Cancel culture has not yet pushed us to the brink of totalitarianism. We do not live in Weimar Germany: modern western democracies are much more robust. But it would be negligent to ignore the parallels: today’s enemies of free speech, too, use intimidation tactics. Cancel culture enables them to make credible threats against anyone who dares to challenge the purported consensus. These threats are made even more credible by the presence of violent activists who strategically wreak havoc to force acquiescence to their political demands. (It is ironic that people who engage in these coercive practices compare opponents of such practices to Nazis.) Unsurprisingly, then, many people today feel a pressure to self-censor.
The Covid-19 pandemic has increased isolation and amplified the echo chamber effect of social media bubbles. This has led to increased polarisation, and has taken a toll on independent thought and nuanced discourse—which may partly explain why some people have recently appeared confused as to the meaning of free speech.
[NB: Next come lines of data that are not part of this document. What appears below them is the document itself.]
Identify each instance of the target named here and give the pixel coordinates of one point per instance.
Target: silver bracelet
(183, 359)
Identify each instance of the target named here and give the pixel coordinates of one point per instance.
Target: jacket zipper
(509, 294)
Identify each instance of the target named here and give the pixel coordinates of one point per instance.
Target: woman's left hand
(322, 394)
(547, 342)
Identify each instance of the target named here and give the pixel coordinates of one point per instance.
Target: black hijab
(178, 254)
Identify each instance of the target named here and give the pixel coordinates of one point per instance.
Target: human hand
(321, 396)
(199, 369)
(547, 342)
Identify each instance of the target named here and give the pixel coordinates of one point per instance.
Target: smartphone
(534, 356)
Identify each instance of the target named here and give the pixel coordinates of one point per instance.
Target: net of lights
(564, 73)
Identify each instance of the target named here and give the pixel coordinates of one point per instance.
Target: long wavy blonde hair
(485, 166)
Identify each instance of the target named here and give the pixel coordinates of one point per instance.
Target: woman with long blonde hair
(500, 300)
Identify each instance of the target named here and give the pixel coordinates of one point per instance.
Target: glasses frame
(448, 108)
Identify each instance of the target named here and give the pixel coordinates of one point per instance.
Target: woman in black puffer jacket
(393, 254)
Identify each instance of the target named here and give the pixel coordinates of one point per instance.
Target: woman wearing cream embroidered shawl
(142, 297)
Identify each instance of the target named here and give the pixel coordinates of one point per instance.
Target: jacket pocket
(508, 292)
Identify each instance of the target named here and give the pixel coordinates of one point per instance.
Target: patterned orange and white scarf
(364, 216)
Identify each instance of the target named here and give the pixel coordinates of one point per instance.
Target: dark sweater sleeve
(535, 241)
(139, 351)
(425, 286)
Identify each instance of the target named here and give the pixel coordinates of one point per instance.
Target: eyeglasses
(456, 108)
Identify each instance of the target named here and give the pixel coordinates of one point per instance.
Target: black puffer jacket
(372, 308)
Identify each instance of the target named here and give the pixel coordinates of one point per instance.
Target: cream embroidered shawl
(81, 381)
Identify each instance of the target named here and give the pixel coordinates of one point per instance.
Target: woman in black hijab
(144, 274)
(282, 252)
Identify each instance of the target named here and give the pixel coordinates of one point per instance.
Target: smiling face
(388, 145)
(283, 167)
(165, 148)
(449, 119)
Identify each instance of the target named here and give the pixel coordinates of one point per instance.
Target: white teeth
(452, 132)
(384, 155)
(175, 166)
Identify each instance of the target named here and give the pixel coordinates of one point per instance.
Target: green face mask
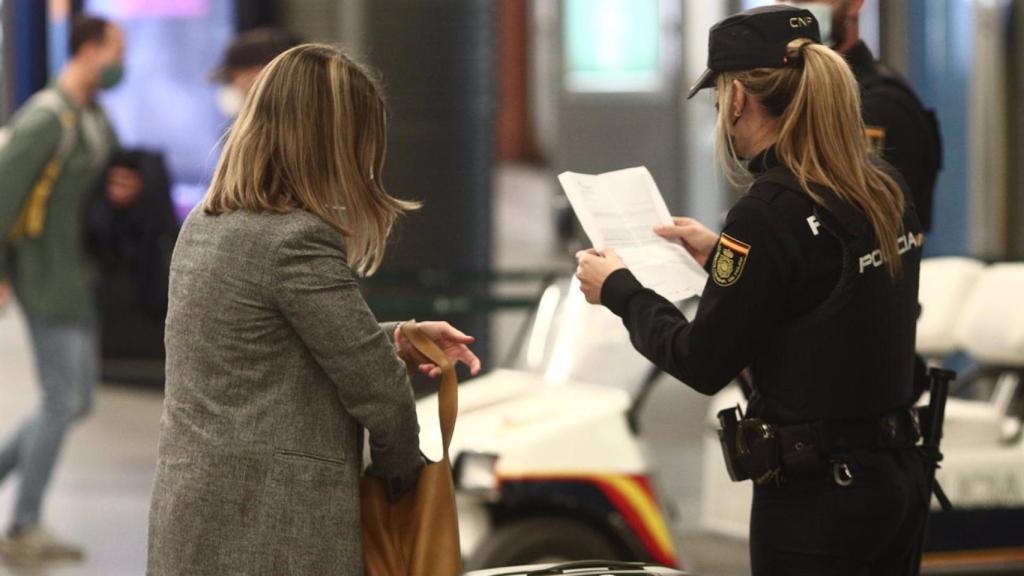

For example, many who oppose stay-at-home orders and mask mandates have mistakenly characterised any disagreement with their views as an infringement of their free speech rights. While certain liberties have been curtailed to reduce the spread of the virus, the right to free speech is not one of them.
The coronavirus crisis has, however, raised questions about how to define the limits of free speech, particularly in the context of efforts to control a pandemic. For instance, speech that incites imminent violence has long been subject to prohibition. Should that principle be extended to prohibit speech that can reasonably be described as inciting reckless behaviour that endangers public health—though arguably not imminently? Candace Owens tweeted “Don’t wear a mask” to her 2.6 million followers. Should this speech be prohibited—on the grounds that it causes a public health risk? Such censorship may be justified as promoting public health, while being unwise from the standpoint of preserving democratic liberties. Special cases like this demonstrate that, while freedom of speech is a fundamental democratic right, it may involve trade-offs.
The right to free speech is designed to facilitate gradual social progress through open debate. Radical progressives, who tend to favour the faster route of social revolution, thus often dismiss free speech as an ineffective tool. For example, the anarchist authors of Contradictionary define freedom of speech as “a device for conditioning people to speaking without acting.” This definition grossly underestimates the liberating power of speech. As Jonathan Zimmerman points out, “Speech, over time, has been a weapon of the powerless.”
The right to freedom of speech has its limitations, but we are fortunate to have it, considering the number of times and places in which it has been contested, restricted and denied. It is therefore important that we keep testing its limits and unapologetically exercise our right to free speech, lest we let it slip away.